Monday’s session saw a buoyancy in Schwab’s stock that has been missing since before the SVB crisis, and it will be interesting to see how it performs into the rest of the week.
For those of us thinking about getting involved now that the band-aid has indeed been pulled off, it’s worth noting that MarketBeat’s MarketRank Forecaster has Schwab rated as a Moderate Buy with more than 45% upside.
This bullish stance has been echoed by several analysts in recent weeks who have also been pointing to the strong likelihood of Schwab reclaiming most if not all of its lost territory.
Headwinds do exist, however. Schwab made it clear that it anticipates strong revenue challenges in the near future due to the increased costs of funding, as it’s had to rely on more expensive funding sources while its clients adjusted their allocations at a historically fast pace.

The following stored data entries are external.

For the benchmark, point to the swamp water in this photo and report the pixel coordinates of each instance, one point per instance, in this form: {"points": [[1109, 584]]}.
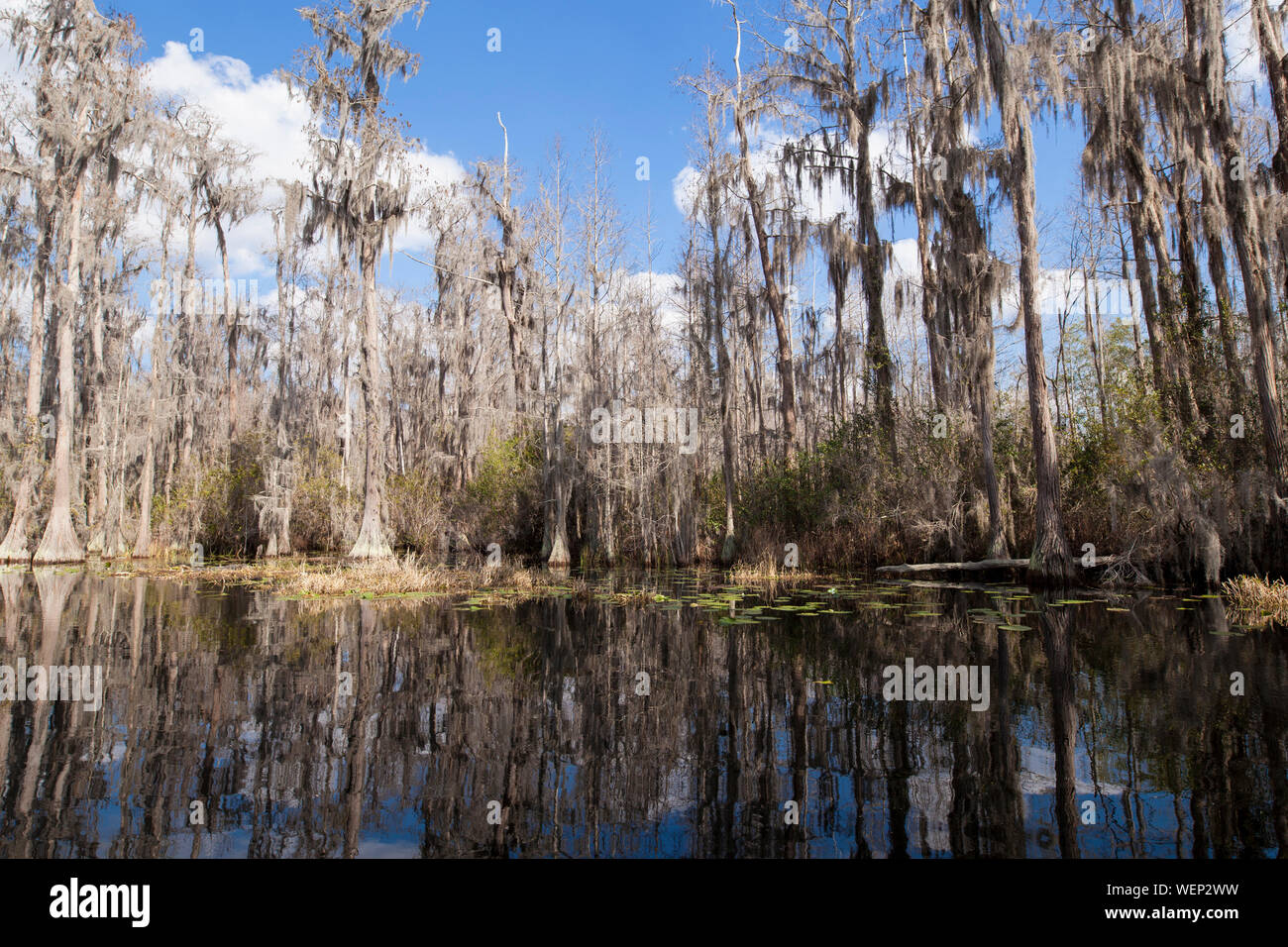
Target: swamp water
{"points": [[668, 715]]}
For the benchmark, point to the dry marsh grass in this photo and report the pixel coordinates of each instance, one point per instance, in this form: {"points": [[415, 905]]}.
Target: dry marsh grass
{"points": [[1257, 600]]}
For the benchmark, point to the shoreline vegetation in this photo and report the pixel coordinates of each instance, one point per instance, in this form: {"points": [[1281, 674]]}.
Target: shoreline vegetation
{"points": [[1252, 600], [533, 394]]}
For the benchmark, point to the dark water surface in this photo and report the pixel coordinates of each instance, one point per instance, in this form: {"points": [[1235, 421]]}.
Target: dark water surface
{"points": [[408, 727]]}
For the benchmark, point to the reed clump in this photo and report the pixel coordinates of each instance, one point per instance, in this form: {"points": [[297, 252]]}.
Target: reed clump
{"points": [[1257, 600]]}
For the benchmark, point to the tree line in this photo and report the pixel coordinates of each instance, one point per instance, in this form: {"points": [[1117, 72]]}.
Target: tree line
{"points": [[146, 412]]}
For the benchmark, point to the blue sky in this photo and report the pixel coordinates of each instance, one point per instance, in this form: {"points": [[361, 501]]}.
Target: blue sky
{"points": [[565, 67]]}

The risk of these higher-cost liabilities is less than nine months, and most of them are expected to be repaid by the end of 2024. For all that, though, CFO Peter Crawford still flagged that the higher funding costs are likely to cause a mid-to-upper single-digit percentage point year-on-year decline in Q2 total revenue.
But the company is still adding new customers at a solid pace, as they are with new assets. Considering just how grim the past month has been in terms of rapidly growing contagion risk, these results undermine much of the bear’s thesis.
Investors should look for shares to close above $53, after which a rapid move toward $60 isn’t all that unlikely. With the stock’s MACD having had a bullish crossover last week and the RSI is moving up out of the extremely oversold region, there are technical tailwinds for investors also to be getting excited about.
It has a long way to go before it’s back at $80, but since last month’s drop the chance of it getting back, there has never been as good.